Search code examples
mongodbperformancenosqlaggregation-frameworkquery-optimization

Query with arbitrary number of filter conditions that come from querying the same collection


const score_schema = mongoose.Schema(
  {
    tester_id: {
      type: mongoose.Schema.Types.ObjectId,
      ref: "user",
      required: true,
    },
    test_id: {
      type: mongoose.Schema.Types.ObjectId,
      ref: "test",
      required: true,
    },
    score: {
      type: Number,
      required: true,
    },
  },
  {
    collection: `score`,
    timestamps: true,
  }
);

query 1:

A user is given. First a query to the score model is made to find all tests that this user has taken. This will result in an arbitrary number of tests and the score of each test.

query 2:

Another query is made to the score model to find all documents where the test_id matches the test_id returned from the above query and where the score of each test is greater than or equal to the score of the test_id returned from the query above.

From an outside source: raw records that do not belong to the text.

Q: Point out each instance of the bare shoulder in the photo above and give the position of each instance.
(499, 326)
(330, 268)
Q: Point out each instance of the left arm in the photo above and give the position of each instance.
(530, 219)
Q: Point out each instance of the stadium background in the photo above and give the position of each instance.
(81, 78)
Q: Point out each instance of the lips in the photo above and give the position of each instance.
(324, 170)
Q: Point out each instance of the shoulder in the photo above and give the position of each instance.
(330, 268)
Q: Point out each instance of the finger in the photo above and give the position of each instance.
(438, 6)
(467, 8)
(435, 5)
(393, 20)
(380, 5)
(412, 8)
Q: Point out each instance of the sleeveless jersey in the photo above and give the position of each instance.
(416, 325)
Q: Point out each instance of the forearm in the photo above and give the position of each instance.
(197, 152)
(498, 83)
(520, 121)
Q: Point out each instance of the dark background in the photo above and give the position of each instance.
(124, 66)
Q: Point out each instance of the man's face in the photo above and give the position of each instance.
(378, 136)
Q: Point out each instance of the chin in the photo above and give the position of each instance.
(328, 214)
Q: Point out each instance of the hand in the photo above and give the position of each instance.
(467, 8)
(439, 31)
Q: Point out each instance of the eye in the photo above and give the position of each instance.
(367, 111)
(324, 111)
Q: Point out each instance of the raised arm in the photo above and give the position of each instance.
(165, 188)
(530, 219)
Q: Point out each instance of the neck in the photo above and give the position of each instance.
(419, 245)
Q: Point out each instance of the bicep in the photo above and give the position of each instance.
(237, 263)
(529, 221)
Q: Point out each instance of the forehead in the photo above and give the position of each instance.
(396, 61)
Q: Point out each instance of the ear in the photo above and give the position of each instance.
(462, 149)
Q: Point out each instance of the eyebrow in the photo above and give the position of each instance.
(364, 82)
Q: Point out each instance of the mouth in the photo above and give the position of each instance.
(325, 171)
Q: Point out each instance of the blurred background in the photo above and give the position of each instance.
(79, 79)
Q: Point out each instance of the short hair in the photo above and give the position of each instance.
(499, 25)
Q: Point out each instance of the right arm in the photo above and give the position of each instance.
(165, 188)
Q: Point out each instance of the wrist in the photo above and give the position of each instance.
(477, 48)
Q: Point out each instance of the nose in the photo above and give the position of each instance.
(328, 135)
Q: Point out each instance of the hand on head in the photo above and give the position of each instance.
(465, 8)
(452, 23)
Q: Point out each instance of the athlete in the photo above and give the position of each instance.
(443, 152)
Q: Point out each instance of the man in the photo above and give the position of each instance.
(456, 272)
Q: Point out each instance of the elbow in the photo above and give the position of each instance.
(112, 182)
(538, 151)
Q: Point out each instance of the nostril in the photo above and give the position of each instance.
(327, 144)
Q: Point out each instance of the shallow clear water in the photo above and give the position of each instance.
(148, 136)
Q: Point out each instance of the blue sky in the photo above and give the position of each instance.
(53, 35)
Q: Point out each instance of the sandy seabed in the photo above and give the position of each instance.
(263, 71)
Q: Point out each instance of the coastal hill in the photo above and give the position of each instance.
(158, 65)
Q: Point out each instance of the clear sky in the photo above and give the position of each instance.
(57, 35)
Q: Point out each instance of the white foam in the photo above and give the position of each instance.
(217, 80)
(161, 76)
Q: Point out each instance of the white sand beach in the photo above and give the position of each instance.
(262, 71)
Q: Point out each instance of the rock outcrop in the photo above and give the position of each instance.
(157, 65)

This essentially means that the arbitrary number of documents returned from query 1 will be the number of filter conditions to query 2.

Problem:

Can the above 2 queries be combined into 1 query and thus one round trip to the MongoDB API? If not, then a solution of 2 separate queries is also acceptable.

const dummy_data = [
  {
    tester_id: "1",
    test_id: "1",
    score: 40
  },
  {
    tester_id: "1",
    test_id: "2",
    score: 50
  },
   {
    tester_id: "1",
    test_id: "3",
    score: 70
  },
  {
    tester_id: "2",
    test_id: "1",
    score: 50
  },
  {
    tester_id: "3",
    test_id: "2",
    score: 20
  },
   {
    tester_id: "3",
    test_id: "3",
    score: 60
  },
  {
    tester_id: "7",
    test_id: "5",
    score: 40
  },
  {
    tester_id: "8",
    test_id: "4",
    score: 50
  },
   {
    tester_id: "9",
    test_id: "4",
    score: 70
  },
]

EDITED:

The output should have the same schema as the original collection, score_schema.

For example, given tester_id of 1, the output should be:

[
  {
    tester_id: "2",
    test_id: "1",
    score: 50
  }
]

Explanation:

The tester_id of 1 took a total of 3 tests. There is only one document where another tester_id took a test equaling to one of the three taken by tester_id of 1 and had a score greater than the score generated by tester_id of 1.

The output should not include documents with the original tester_id. In this case, it is tester_id 1.


Solution

  • Here's one way to do it. (Comments are in the query.)

    db.score.aggregate([
      { // the tester of interest
        "$match": { "tester_id": "1" }
      },
      {
        "$lookup": {
          // lookup by test_id
          "from": "score",
          "localField": "test_id",
          "foreignField": "test_id",
          "let": { "myId": "$tester_id", "myScore": "$score" },
          "pipeline": [
            { // only return docs of different tester
              // and higher score
              "$match": {
                "$expr": {
                  "$and": [
                    { "$ne": [ "$tester_id", "$$myId" ] },
                    { "$gt": [ "$score", "$$myScore" ] }
                  ]
                }
              }
            }
          ],
          "as": "higherScores"
        }
      },
      { // only keep non-empty higherScores
        "$match": {
          "$expr": { "$gt": [ { "$size": "$higherScores" }, 0 ] }
        }
      },
      { // only field we care about now
        "$project": { "higherScores": 1 }
      },
      { // might be more than one
        "$unwind": "$higherScores"
      },
      { // hoist it to ROOT
        "$replaceWith": "$higherScores"
      },
      { // don't want _id
        "$unset": "_id"
      }
    ])
    

    Try it on mongoplayground.net.